QUINTO: la differenza dello scarto secondo la classe sociale. Nel mondo occidentale i gap tra i sessi aumentano e diminuiscono secondo le classi sociali. Più poveri più aumenta la premorienza maschile, più benestanti più il gap tra uomini e donne diminuisce fino a scomparire nelle classi più ricche. Ad esempio, nella zona più ricca del Regno Unito, a Londra, gli uomini vivono 5 anni in più delle donne, mentre nella zona più povera, a Calton, gli uomini muoino 20 anni prima delle donne. Tutti gli studi realizzati (Canada, USA, Nuova Zelanda, Scozia,…) mostrano dati simili e provano in maniera inequivocabile l’assoluta prevalenza delle cause socio-economiche. E infine SESTO: lo scarto in vite analoghe. I ceti benestanti sono i ceti che riproducono in maggior misura condizioni di vita analoghe. In questi ceti il gap tra uomini e donne tende a scomparire. Anche la vita monacale è sottoposta a condizioni identiche, è simili pure è risultata la durata della vita di monaci e monache, a seguito di uno studio che metteva in confronto i loro atti di defunzione.
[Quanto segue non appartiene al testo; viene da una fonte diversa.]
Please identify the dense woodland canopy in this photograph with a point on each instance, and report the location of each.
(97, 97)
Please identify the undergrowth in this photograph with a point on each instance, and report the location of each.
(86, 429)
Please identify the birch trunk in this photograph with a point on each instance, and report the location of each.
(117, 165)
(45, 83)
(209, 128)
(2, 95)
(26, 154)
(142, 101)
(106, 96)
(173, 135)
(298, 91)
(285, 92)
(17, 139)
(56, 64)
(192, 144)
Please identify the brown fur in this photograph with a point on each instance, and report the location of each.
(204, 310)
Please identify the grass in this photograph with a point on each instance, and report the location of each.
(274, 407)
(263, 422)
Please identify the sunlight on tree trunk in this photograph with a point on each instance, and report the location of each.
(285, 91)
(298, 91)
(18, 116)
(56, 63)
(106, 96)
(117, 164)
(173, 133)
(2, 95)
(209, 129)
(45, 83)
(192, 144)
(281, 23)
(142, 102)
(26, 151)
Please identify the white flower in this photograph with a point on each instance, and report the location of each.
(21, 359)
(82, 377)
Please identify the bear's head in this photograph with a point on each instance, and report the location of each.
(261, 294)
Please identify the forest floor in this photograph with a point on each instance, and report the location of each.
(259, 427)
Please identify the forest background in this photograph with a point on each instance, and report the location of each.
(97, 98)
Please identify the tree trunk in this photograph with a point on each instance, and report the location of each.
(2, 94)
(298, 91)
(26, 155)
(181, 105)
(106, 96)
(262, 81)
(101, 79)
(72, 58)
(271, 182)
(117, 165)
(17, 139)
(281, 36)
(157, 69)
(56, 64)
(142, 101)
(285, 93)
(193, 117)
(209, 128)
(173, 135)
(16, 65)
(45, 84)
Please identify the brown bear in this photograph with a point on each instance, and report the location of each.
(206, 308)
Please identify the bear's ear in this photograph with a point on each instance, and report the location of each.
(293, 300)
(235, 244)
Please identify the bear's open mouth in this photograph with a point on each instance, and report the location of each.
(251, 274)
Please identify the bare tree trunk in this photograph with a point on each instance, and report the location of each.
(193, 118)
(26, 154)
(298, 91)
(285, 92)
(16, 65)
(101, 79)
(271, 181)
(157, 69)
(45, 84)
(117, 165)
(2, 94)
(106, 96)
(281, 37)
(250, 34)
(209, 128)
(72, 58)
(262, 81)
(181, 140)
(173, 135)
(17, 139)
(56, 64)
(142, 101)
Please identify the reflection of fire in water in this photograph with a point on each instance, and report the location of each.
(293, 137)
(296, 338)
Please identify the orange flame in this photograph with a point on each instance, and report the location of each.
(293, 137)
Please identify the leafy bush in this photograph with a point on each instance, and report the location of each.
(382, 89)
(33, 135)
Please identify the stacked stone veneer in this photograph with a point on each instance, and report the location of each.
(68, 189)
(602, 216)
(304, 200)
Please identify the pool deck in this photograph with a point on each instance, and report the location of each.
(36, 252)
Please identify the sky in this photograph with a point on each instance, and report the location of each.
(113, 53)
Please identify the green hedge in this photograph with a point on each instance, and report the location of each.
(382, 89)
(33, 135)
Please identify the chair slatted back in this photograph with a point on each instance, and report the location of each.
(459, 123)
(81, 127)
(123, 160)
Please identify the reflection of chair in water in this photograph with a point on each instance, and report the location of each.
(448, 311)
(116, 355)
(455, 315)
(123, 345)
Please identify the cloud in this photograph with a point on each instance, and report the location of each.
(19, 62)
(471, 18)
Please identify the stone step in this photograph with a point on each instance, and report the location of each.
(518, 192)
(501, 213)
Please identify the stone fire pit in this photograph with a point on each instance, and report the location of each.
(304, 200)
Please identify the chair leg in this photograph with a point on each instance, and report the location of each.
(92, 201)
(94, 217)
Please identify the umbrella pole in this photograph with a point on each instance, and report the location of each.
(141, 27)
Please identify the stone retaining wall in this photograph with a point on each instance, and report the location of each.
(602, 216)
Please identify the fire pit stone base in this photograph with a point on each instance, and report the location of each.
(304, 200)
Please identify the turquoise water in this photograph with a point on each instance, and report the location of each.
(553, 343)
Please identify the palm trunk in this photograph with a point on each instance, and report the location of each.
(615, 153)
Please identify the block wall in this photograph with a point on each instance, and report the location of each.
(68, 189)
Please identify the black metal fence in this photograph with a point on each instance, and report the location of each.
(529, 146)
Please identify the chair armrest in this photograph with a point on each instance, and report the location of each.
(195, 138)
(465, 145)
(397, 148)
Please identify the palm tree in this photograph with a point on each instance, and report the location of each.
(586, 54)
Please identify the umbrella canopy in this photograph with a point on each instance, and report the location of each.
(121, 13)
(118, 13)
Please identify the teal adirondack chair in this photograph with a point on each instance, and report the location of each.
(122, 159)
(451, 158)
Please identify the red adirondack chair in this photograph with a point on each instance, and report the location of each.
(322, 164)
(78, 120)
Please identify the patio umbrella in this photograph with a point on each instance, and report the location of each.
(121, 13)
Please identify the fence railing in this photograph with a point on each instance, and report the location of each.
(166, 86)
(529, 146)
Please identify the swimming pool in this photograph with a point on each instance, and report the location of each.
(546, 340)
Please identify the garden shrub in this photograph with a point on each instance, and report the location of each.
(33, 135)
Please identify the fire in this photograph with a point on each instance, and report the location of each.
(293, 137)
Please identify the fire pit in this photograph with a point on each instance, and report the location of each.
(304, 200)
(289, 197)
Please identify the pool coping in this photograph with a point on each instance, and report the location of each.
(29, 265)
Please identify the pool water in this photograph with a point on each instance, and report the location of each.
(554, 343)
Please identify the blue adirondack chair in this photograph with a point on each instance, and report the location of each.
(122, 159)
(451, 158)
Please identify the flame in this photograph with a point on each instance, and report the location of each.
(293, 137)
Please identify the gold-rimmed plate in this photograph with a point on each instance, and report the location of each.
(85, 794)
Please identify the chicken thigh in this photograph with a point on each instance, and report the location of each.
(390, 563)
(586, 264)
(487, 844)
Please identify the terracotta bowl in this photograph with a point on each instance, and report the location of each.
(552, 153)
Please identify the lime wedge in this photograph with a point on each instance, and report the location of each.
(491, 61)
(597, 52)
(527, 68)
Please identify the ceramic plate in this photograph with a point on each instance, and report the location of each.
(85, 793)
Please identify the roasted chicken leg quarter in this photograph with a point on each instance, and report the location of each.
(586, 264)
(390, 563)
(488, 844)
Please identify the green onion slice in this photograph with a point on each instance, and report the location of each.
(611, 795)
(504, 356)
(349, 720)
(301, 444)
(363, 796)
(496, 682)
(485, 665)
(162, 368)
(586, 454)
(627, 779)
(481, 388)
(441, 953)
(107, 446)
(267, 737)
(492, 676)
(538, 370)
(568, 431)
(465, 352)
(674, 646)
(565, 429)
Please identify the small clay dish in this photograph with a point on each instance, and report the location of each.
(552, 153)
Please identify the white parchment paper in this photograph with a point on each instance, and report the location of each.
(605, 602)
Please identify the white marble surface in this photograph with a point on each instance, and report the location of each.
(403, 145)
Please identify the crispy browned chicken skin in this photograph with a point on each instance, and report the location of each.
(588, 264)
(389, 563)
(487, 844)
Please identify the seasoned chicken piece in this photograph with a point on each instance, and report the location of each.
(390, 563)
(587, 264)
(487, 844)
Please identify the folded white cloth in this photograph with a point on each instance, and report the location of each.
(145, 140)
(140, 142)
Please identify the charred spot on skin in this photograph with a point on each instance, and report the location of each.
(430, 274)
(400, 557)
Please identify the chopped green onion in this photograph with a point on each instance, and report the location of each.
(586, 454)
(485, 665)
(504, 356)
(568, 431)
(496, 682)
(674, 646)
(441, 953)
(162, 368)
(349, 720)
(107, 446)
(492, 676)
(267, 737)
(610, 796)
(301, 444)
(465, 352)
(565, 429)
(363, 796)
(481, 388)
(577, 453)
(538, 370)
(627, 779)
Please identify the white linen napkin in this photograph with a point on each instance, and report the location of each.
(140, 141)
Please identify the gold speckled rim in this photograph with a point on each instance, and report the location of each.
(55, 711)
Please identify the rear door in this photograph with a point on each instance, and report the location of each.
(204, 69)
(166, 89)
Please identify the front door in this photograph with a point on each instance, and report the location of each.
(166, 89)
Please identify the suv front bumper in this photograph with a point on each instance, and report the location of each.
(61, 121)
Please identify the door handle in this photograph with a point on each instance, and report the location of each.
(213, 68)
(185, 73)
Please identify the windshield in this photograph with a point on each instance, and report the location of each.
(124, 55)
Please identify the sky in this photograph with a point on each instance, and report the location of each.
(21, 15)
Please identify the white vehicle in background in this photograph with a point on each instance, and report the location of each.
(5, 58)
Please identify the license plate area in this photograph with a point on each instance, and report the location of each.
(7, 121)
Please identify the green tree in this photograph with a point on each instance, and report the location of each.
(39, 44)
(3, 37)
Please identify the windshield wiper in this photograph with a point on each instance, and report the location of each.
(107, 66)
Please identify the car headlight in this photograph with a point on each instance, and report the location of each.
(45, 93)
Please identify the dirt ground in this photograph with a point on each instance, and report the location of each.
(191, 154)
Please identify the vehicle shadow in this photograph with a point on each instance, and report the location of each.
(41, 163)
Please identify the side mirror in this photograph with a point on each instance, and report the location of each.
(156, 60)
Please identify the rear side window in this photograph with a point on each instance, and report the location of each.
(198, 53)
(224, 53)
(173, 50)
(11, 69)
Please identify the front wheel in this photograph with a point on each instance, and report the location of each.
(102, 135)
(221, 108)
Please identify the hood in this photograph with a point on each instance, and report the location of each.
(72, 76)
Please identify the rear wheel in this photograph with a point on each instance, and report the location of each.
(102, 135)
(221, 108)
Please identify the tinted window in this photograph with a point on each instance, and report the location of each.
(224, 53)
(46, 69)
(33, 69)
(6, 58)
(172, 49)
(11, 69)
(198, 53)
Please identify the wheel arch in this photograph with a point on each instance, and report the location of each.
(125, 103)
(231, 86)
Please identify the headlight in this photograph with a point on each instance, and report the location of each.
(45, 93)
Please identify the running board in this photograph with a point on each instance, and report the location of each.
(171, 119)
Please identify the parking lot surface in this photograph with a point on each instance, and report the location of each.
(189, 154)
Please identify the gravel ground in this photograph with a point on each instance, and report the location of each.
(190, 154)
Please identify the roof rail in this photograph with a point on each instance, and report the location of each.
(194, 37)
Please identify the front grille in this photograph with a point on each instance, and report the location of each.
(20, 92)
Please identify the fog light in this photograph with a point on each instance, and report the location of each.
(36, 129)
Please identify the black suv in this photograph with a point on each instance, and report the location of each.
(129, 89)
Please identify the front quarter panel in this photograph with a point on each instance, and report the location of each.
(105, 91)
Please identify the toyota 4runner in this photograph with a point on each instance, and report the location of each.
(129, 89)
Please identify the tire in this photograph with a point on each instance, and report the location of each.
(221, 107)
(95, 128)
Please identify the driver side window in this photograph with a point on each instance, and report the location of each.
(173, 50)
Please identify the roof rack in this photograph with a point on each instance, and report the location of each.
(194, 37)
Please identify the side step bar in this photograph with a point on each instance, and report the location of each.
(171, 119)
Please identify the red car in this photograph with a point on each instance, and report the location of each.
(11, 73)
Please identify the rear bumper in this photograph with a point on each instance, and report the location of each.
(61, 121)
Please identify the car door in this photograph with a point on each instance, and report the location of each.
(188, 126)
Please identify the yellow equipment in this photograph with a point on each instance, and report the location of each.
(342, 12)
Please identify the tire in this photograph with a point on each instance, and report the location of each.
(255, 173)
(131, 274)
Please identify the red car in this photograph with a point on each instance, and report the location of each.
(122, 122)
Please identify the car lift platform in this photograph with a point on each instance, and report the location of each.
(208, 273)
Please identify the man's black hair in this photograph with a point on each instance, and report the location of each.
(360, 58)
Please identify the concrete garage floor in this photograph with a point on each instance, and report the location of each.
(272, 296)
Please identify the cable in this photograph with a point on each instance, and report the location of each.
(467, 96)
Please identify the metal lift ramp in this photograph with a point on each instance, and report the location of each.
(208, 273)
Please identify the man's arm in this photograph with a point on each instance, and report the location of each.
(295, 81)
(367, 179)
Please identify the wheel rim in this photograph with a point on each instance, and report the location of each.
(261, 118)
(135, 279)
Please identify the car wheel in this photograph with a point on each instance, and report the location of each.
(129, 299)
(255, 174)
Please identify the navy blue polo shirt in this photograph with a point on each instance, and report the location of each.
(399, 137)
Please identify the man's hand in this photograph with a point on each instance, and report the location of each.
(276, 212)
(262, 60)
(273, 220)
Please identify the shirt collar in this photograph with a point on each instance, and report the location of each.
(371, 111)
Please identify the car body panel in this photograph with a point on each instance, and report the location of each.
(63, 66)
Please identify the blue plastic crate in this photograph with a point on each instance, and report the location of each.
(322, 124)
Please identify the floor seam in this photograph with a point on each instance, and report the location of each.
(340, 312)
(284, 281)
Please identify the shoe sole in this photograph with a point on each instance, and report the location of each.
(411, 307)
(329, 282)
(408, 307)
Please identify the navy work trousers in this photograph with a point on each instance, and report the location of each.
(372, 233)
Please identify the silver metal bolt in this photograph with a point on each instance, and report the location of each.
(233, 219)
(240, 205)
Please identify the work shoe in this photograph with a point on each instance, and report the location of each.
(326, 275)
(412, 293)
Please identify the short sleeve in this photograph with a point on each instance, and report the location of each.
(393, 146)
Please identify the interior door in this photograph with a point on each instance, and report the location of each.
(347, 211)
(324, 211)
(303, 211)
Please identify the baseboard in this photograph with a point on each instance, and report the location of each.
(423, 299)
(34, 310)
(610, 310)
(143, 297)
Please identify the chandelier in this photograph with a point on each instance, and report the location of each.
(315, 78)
Quale “vantaggio biologico”? Conta la preminenza delle cause socio-economiche.
CONCLUSIONE. Le sei obiezioni sopra elencate confutano la tesi dell’esistenza di un vantaggio biologico femminile; al contrario, certificano il ruolo primario che le cause socio-economiche svolgono nella premorienza maschile, ciò che smentisce inoppugnabilmente la visione “ufficiale” dominante, vigente da mezzo secolo, che sancisce la tutela della condizione sociale della donna e l’indifferenza per la condizione sociale dell’uomo, e ci mette ineludibilmente di fronte a due alternative: o siamo di fronte a un tragico sbaglio di enti e istituzioni nazionali e internazionali, che per mezzo secolo hanno concesso all’indice della speranza di vita un’importanza, validità e attendibilità che non possedeva (ciò costringerebbe a riscrivere libri, studi e risoluzioni, a riformulare molte politiche sociali e a riassegnare correttamente fondi e sovvenzioni assegnati erroneamente nell’ultimo mezzo secolo circa); o siamo di fronte alla più imponente campagna di manipolazione a livello nazionale e internazionale durata oltre mezzo secolo, un’enorme e universale bufala che ha sancito la tutela della donna come soggetto sociale debole quando l’indice della speranza di vita individuava inoppugnabilmente l’uomo come il vero soggetto sociale debole da tutelare.